Pituitary Tumors

Pituitary Tumors



Pituitary tumors are abnormal growths on the pituitary gland. Some tumors secrete hormones normally made by the pituitary gland.


Located in the center of the brain, the pituitary gland manufactures and secretes hormones that regulate growth, sexual development and functioning, and the fluid balance of the body. About 10% of all cancers in the skull are pituitary tumors. Pituitary adenomas (adenomas are tumors that grow from gland tissues) and pituitary tumors in children and adolescencents (craniopharyngiomas) are the most common types of pituitary tumors. They are usually benign and grow slowly. Even malignant pituitary tumors rarely spread to other parts of the body.
Pituitary adenomas do not secrete hormones but are likely to be larger and more invasive than tumors that do. Craniopharyngiomas are benign tumors that are extremely difficult to remove. Radiation does not stop them from spreading throughout the pituitary gland. Craniopharyngiomas account for less than 5% of all brain tumors. Pituitary tumors usually develop between the ages of 30 and 40, but half of all craniopharyngiomas occur in children, with symptoms most often appearing between the ages of five and ten.

Causes and symptoms

The cause of pituitary tumors is not known, but may be genetic. Symptoms related to tumor location, size, and pressure on neighboring structures include:
  • persistent headache on one or both sides, or in the center of the forehead
  • blurred or double vision; loss of peripheral vision
  • drooping eyelid caused by pressure on nerves leading to the eye
  • seizures
Symptoms related to hormonal imbalance include:
  • excessive sweating
  • loss of appetite
  • loss of interest in sex
  • inability to tolerate cold temperatures
  • nausea
  • high levels of sodium in the blood
  • menstrual problems
  • excessive thirst
  • frequent urination
  • dry skin
  • constipation
  • premature or delayed puberty
  • delayed growth in children
  • galactorrea (milk secretion in the absence of pregnancy or breast feeding)
  • low blood pressure
  • low blood sugar


As many as 40% of all pituitary tumors do not release excessive quantities of hormones into the blood. Known as clinically nonfunctioning, these tumors are difficult to distinguish from tumors that produce similar symptoms. They may grow to be quite large before they are diagnosed.
Endocrinologists and neuroendocrinologists base the diagnosis of pituitary tumors on:
  • the patient's own observations and medical history
  • physical examination
  • laboratory studies of the patient's blood and cerebrospinal fluid
  • x rays of the skull and other studies that provide images of the inside of the brain (CT, MRI)
  • vision tests
  • urinalysis


Some pituitary tumors stabilize without treatment, but a neurosurgeon will operate at once to remove the tumor (adenectomy) or pituitary gland (hypophysectomy) of a patient whose vision is deteriorating rapidly.
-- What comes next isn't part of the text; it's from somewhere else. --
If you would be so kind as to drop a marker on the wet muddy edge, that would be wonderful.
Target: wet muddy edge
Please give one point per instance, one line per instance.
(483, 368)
Patients who have pituitary apoplexy may experience very severe headaches, have symptoms of stiff neck, and sensitivity to light. This condition is considered an emergency. Magnetic resonance imaging (MRI) is the best imaging technique for patients with these symptoms. If the tumor is small, surgery may be done through the nose. If the tumor is large, it may require opening the skull for tumor removal. Selected patients do well with proton beam radiosurgery (the use of high energy particles in the form of a high energy beam to destroy an overactive gland).
Treatment is determined by the type of tumor and by whether it has invaded tissues adjacent to the pituitary gland. Hormone-secreting tumors can be successfully treated with surgery, radiation, bromocriptine (Parlodel), Sandostatin (Octreotide), or other somatostatin analogues (drugs similar to somatostatin). Surgery is usually used to remove all or part of a tumor within the gland or the area surrounding it, and may be combined with radiation therapy to treat tumors that extend beyond the pituitary gland. Removal of the pituitary gland requires life-long hormone replacement therapy.
Radiation therapy can provide long-term control of the disease if it recurs after surgery, and radioactive pellets can be implanted in the brain to treat craniopharyngiomas. CV205-502, a new dopamine agonist (a drug that increases the effect of another, in this instance dopamine) can control symptoms of patients who do not respond to bromocriptine.


Pituitary tumors are usually curable. Following surgery, adults may gradually resume their normal activities, and children may return to school when the effects of the operation have diminished, and appetite and sense of well-being have returned. Patients should wear medical identification tags identifying their condition and the hormonal replacement medicines they take.



American Brain Tumor Association. 2770 River Road, Des Plaines, IL 60018. (800) 886-2289. 〈http://www.abta.org〉.
Brain Tumor Information Services. Box 405, Room J341, University of Chicago Hospitals, 5841 S. Maryland Ave., Chicago, IL 60637. (312) 684-1400.

Key terms

Agonist — A drug that increases the effectiveness of another drug.
Analogue — A drug that is similar to the drug from which it is derived.